Segell Brunat

La Bruna de los Pirineos

Al 1880, un convoy de carruajes de tiro cargado con algunos ejemplares de la vaca parda alpina entraba en tierras catalanas, más en concreto, en el Valle de Arán. Estos vigorosos ejemplares habían partido desde su Suiza natal y habían atravesado los parajes menos afines a su condición para adentrarse, más de 1000 km después, en el corazón del Pirineo catalán, un lugar en que reencontrarían la frescura de los aires y los pastos de sus montañas afiladas.

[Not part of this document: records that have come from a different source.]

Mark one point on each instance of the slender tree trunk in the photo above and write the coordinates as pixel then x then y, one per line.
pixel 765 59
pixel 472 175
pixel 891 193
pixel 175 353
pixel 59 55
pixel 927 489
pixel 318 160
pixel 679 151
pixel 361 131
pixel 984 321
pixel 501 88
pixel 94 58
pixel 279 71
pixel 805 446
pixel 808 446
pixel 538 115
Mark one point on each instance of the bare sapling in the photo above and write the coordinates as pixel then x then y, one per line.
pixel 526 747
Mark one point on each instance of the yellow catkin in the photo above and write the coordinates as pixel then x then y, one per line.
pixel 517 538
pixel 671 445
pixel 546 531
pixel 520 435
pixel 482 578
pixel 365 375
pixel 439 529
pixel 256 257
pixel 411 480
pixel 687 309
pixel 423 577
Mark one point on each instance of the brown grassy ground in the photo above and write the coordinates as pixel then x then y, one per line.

Una vez allá, estas vacas resistentes, prolíficas, longevas y de producción mixta, no tardaron a fusionarse con la vaca autóctona, una raza destacada por una densa masa muscular y unos huesos fuertes que la hacían apta para las tareas de campo. La raza resultante de esta fusión, la Bruna de los Pirineos, heredó el mejor de cada casa y, además, mostró un temperamento excepcionalmente dócil y maternal. Pero, como si fueran conscientes del tesoro que llevaban en su ADN, los ejemplares de estas vacas empezaron a producir menos leche que sus predecesoras: sabían, quizás, que su explotación tenía que ser un pequeño lujo que respetara los ritmos de la vida y del planeta.

Hoy, la vaca Bruna de los Pirineos produce mucha menos leche que produciría una vaca lechera convencional. Por eso, cada gota es un tesoro y cada queso elaborado con ella lleva, en su esencia, el aroma de los Pirineos Catalanes.